Misalnya, TIMSES yang telah memenangkan arena pertarungan politik katakanlah se-Sumbar yang memberitahukan bahwa “mana proyek buat kami” dengan simulasi pengemasan berupa even meriah agar “mereka” itu terpetakan.

Kebanyakan dari mereka merasa khawatir jika partisipasinya tidak jelas karena banyaknya TIMSES yang lakukan peran sehingga antara yang berjasa dengan yang tidak, susah untuk di pilah. Nah, upaya kemasan pun dilakukan dengan menyajikan even berindikasi pada daya tarik.

Mereka yang jadi TIMSES itu mengharapkan pekerjaan, proyek dan sebagainya lah. Kekhawatiran tidak kebagian “kue” merupakan bagian dari pikirannya.

Parahnya, setelah mereka diyakini menjadi TIM yang paling berjasa, ujung-ujungnya terbuatlah permintaan agar diperlakukan secara khusus di dalam pemerintahan selayaknya Pejabat-pejabat SKPD di daerahnya.

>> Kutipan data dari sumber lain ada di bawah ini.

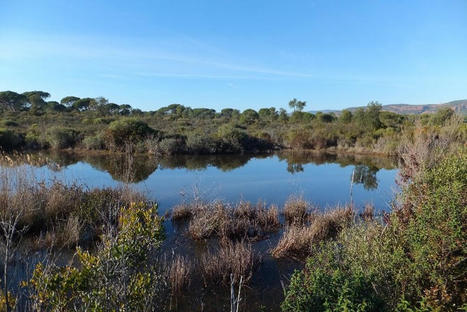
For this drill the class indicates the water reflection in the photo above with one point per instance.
(366, 175)
(137, 168)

Mereka bisa berbisik, pindahkan itu pindahkan ini kalau kemauan tak direspon. Itulah kepentinganya.

Artinya bisa saja Kepala Daerah yang dimenangkan seakan terhutang dan mau tak mau suka tak suka harus balas itu yang namanya budi. Kemungkinan pelaksanaan tender tidak berimbang pun sepertinya ada, lihat saja nanti.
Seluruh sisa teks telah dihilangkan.